Update from Europe/Asia

No Fed guidance dollar positive for now

The Fed’s hawkish hold, removal of forward guidance and higher inflation projections lifted the dollar sharply, driving FX volatility as markets reprice rates and turn to global central bank decisions.

No Fed guidance dollar positive for now

USD

Chair Warsh's debut FOMC dominated yesterday and delivered the hawkish hold we had flagged in our preview. Rates were held unanimously at 3.50–3.75%, but the statement was pared back, the easing bias dropped, while Warsh abolished formal forward guidance and announced five review task forces. In the absence of an alternative steer, the dot plot was left to dictate market direction. Around half of the committee now pencils in a 2026 hike alongside a sharp upward revision to inflation. The dollar ripped, with DXY clearing 100.00 to around 100.40 and up close to 1% on the day; two-year yields jumped, equities fell, and the yen slid to its weakest since July 2024, leaving USDJPY near 160.8 with intervention chatter alive. A Presidential post casting doubt on USMCA renewal only added to the bid. Admittedly, the rush to price hikes looks premature to us, given the communications overhaul and a fast-moving Middle East, and we still lean towards no change near term. Still, with guidance gone, expect choppier, event-driven trading; focus now turns abroad to rate decisions from the SNB, Norges Bank, and BoE today, plus any further Middle East developments.

EUR

The euro could not escape the dollar's updraught late on Wednesday. Having edged back towards 1.16 on Tuesday on firmer ZEW sentiment and a softer buck, the single currency was knocked to an eight-week low by the Fed, briefly trading through 1.1500 before steadying and closing down around 0.9%. For now, with the ECB having hiked to 2.25% last week and Council members cautioning that peace will not quickly tame inflation, this is a hawkish ECB against a repricing Fed. Growth pencilled at just 0.8% caps the upside, so we look for EURUSD consolidation, with the floor of the prior 1.15–1.16 range now under pressure. The SNB and Norges Bank, both seen on hold today, and Friday's G7 round out the diary.

GBP

Sterling was the clear G10 underperformer again yesterday. May CPI undershot, seeing headline price growth remain at 2.8% year-on-year, two-tenths below consensus. That softer print, compounded by the hawkish Fed, drove cable down roughly 1%, briefly breaking below 1.33 overnight before stabilising around that level this morning. Admittedly, labour market data, published at 07:00 BST, has not proven quite as consequential, with modestly stronger-than-expected pay growth largely attributable to upgrades in prior months. We see plenty of room for the BoE to compound sterling downside at midday, however, when a rate decision is scheduled.
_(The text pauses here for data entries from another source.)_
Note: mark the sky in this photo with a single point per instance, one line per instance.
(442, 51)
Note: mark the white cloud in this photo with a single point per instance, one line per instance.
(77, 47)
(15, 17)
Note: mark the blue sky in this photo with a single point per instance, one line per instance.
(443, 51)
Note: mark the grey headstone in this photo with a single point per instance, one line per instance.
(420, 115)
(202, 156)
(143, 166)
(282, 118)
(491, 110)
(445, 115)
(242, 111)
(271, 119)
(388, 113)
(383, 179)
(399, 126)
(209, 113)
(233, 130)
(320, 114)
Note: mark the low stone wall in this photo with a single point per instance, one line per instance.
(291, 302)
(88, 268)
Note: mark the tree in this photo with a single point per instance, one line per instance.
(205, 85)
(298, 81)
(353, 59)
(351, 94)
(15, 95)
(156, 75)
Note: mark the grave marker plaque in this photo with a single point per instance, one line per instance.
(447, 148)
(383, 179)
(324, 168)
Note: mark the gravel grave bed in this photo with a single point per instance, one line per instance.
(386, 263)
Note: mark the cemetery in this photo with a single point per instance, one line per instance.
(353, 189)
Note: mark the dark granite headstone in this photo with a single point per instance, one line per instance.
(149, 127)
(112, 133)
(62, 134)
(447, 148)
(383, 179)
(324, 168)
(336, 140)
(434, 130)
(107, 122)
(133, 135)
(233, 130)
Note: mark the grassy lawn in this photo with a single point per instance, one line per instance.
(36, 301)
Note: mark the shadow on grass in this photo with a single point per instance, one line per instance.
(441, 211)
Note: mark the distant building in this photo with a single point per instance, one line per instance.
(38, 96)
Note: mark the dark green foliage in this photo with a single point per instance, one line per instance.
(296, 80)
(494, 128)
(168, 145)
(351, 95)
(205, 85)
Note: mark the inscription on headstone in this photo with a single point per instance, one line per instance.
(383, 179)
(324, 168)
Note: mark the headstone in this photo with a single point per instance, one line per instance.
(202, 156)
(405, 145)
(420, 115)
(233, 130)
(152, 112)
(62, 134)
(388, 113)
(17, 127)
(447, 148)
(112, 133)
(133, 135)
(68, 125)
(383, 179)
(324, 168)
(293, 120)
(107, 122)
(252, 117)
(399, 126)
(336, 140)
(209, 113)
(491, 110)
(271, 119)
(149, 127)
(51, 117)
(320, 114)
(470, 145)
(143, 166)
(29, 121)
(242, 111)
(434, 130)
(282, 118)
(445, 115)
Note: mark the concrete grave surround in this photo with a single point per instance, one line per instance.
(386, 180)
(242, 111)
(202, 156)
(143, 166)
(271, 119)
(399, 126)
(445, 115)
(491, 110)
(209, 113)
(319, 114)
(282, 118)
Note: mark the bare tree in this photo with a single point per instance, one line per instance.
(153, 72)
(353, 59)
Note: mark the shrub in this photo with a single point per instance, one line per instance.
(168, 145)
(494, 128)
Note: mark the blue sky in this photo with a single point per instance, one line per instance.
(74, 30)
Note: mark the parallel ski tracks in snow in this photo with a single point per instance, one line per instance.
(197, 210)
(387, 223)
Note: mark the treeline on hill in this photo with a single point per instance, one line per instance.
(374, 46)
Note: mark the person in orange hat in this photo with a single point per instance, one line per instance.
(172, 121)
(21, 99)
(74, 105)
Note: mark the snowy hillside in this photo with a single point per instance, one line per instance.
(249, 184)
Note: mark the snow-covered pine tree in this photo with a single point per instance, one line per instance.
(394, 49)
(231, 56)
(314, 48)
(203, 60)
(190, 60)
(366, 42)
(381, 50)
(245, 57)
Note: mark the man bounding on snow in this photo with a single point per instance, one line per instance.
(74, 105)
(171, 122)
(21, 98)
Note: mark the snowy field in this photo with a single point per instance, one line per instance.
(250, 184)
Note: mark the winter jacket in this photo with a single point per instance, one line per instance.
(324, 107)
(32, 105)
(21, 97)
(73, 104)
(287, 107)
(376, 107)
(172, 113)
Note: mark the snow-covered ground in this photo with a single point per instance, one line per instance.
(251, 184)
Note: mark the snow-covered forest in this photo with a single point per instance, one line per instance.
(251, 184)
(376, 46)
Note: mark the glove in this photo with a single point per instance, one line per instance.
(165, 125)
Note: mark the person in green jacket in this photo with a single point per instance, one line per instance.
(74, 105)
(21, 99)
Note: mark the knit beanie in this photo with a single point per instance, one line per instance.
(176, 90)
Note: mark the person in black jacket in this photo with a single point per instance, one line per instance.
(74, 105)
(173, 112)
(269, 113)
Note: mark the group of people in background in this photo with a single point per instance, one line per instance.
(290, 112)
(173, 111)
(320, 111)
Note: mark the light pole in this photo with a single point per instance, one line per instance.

We look for the MPC to leave Bank Rate untouched, but with potential for pushback on market rate hike expectations, leaving the MPC looking dovish beside a hiking ECB. Accompanied by cheaper Middle East energy, reinforcing disinflation and a political risk premium we think underpriced, we stay bearish on sterling near term.

CAD

The loonie buckled with the rest of the majors in the aftermath of yesterday’s Fed meeting. USDCAD, which we had flagged was probing 1.40, broke through on the Fed's hawkish turn to around 1.41, a seven-month low for the Canadian dollar, with a Presidential broadside on USMCA adding to the pressure. Oil offered no shelter: Brent slid for a fifth straight session as markets anticipate the US–Iran deal reopening the Strait of Hormuz and returning barrels to the market. That cuts both ways, easing the war premium but eroding Canada's terms of trade. With the domestic calendar bare and the next Bank of Canada meeting not until 15 July, external forces remain in charge. Near term, the path hinges on the deal and the broad dollar: a credible reopening would pull USDCAD lower, though softer oil caps loonie upside, while any unravelling before Friday's signing would revive the haven dollar. Beyond that, the 1 July USMCA review is, to our minds, the single biggest risk for the pair. We doubt the loonie recovers much before peace and trade clarity arrive.